How Vitamin E Affects the Gut Microbiome:
Some vitamins are shown to positively modulate the gut microbiome further reading on vitamins and the gut can be found here.
- Antioxidant Protection:
- Oxidative Stress: Vitamin E helps protect the gut lining from oxidative stress caused by free radicals. This protection maintains the integrity of the gut barrier, preventing harmful substances from entering the bloodstream.
- Microbial Health: By reducing oxidative stress, Vitamin E creates a more favourable environment for beneficial bacteria, promoting a balanced microbiome.
- Anti-inflammatory Properties:
- Inflammation: Chronic inflammation in the gut can disrupt the balance of the microbiome. Vitamin E’s anti-inflammatory effects help reduce gut inflammation, supporting a healthy microbial environment.

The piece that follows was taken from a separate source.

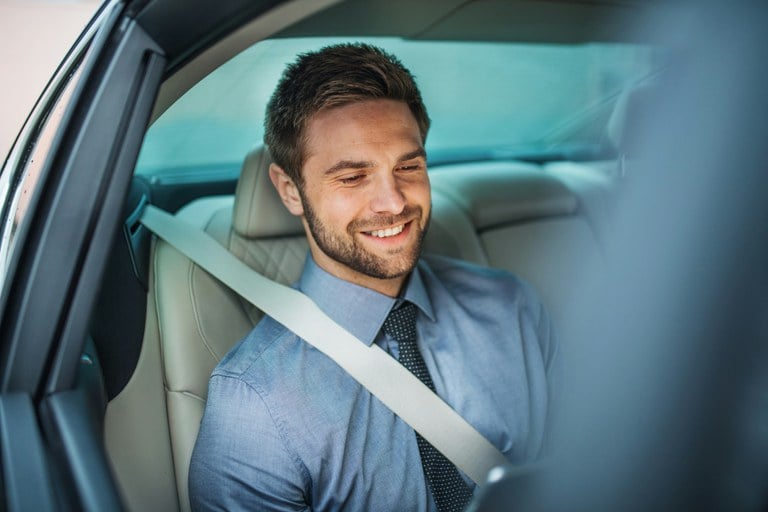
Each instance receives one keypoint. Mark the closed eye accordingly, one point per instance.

- Immune Modulation: Vitamin E supports the immune system, which in turn helps regulate the gut microbiome by controlling harmful pathogens and promoting beneficial bacteria.
- Gut Barrier Function:
- Mucosal Integrity: Vitamin E helps maintain the integrity of the gut mucosa, the lining that protects the gut. A healthy mucosal barrier is crucial for preventing leaky gut syndrome, where harmful bacteria and toxins can pass into the bloodstream.
- Cell Membrane Stability: As an antioxidant, Vitamin E stabilises cell membranes, including those of intestinal cells, ensuring their proper function and resilience.
Interactions with Specific Gut Microbes:
- Probiotics and Commensal Bacteria:
- Lactobacillus and Bifidobacterium: These beneficial bacteria are essential for gut health. Vitamin E can enhance the growth and activity of these probiotics by creating an oxidative stress-free environment.
- Dysbiosis Prevention: By supporting the growth of beneficial bacteria, Vitamin E helps prevent dysbiosis, an imbalance in the gut microbiome associated with various health issues.
- Pathogen Suppression:
- Inhibiting Harmful Bacteria: Vitamin E’s role in maintaining a balanced microbiome includes suppressing the growth of pathogenic bacteria that thrive in inflamed or oxidatively stressed environments.
- Competition: By fostering beneficial microbes, Vitamin E indirectly reduces the space and resources available for harmful pathogens, thus maintaining a healthy gut ecosystem.
Learning Outcome
Vitamin E absorption is a complex process that relies heavily on the presence of dietary fats, bile salts, and proper functioning of the digestive system. The emulsification of fats by bile, the formation of micelles, and the incorporation into chylomicrons are all critical steps in ensuring that Vitamin E is effectively absorbed and utilised by the body. Understanding these mechanisms highlights the importance of a healthy digestive system for the optimal absorption of fat-soluble vitamins.